Como ni romanos ni germanos llegaban a la ciudad, Meminio había enviado a un esclavo a que averiguase qué había sucedido, y aún estaba abrumado por la noticia cuando el primero de los oficiales romanos de alta graduación que habían salvado el pellejo entró en la ciudad. Se trataba de Cneo Malio Máximo y su grupo de ayudantes, que llegaban más como animales drogados camino del sacrificio ritual que como militares romanos; esta impresión de Meminio la corroboró el comportamiento del hijo de Metelo el Numídico, que los dirigía con la dureza y el ahínco de un perro de pastor. Meminio y su esposa salieron a recibir al grupo y lo invitaron a entrar en la villa; les dieron comida y vino, y trataron de que les hicieran un relato coherente de lo acaecido. Pero fue inútil; el único que conservaba el sentido común, el joven Metelo, sufría un impedimento bucal que le impedía hablar, y Meminio y su esposa no sabían griego y únicamente se expresaban en un rudimentario latín.

Durante los dos siguientes días llegaron más, aunque pocos, y ningún soldado raso, pese a que un centurión dijo que había algunos miles en la orilla occidental que deambulaban atontados y sin rumbo fijo. Cepio fue el último en llegar, acompañado de su hijo, Cepio el joven, con quien se había encontrado en la orilla occidental cuando bajaba hacia Arausio. Cuando Cepio supo que Malio Máximo estaba en casa de Meminio, se negó a quedarse y optó por encaminarse a Roma, llevándose a su hijo. Meminio le dio dos calesines con tiro para cuatro mulas y le puso en camino con provisiones y cocheros.

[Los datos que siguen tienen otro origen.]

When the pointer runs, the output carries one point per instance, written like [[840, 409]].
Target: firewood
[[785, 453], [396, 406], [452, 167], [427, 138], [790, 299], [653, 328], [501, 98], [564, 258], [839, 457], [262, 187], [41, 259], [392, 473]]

Abatido por el dolor de haber perdido a sus dos hijos, Malio Máximo fue incapaz de preguntar por los seis senadores hasta tres días después; hasta ese momento, Meminio ni siquiera sabía de su existencia, pero cuando Malio Máximo le instó a organizar un grupo de búsqueda, él puso pegas, temiendo que los germanos aún anduviesen por el campo de batalla, y le invadió una enorme preocupación ante la perspectiva de que tanto él y su esposa como sus abatidos huéspedes se dispusieran a emprender la huida.

Tal era la situación cuando el intérprete germano llegó a Arausio y localizó a Meminio. Este comprendió en seguida que el recién llegado traía importantes noticias, pero, desgraciadamente, no se entendían en latín y a Meminio no se le ocurrió llevarle a presencia de Malio Máximo. Le dio albergue y le indicó que esperase hasta que llegase alguien con dominio del idioma para interrogarle.

 

Con Cota a la cabeza, la embajada de senadores se había aventurado a cruzar de nuevo el río en cuanto los germanos volvieron grupas hacia el norte, dispuesta a buscar supervivientes en aquella horrible carnicería. Incluidos lictores y sirvientes, totalizaban veintinueve, que se dedicaron a cumplir temerosamente la tarea ante el posible regreso de los germanos. El tiempo transcurría y nadie acudía a ayudarlos.

Druso había recobrado el sentido al oscurecer, se había pasado la noche medio consciente, y al amanecer se hallaba lo bastante repuesto para poder arrastrarse en pos de su único deseo: encontrar agua. El río quedaba a tres millas y el campamento casi tan lejos, así que se encaminó hacia la derecha, con la esperanza de encontrar algún riachuelo en las primeras estribaciones del terreno. A pocos metros de allí se tropezó con Quinto Sertorio, quien hizo una seña con una mano al verle.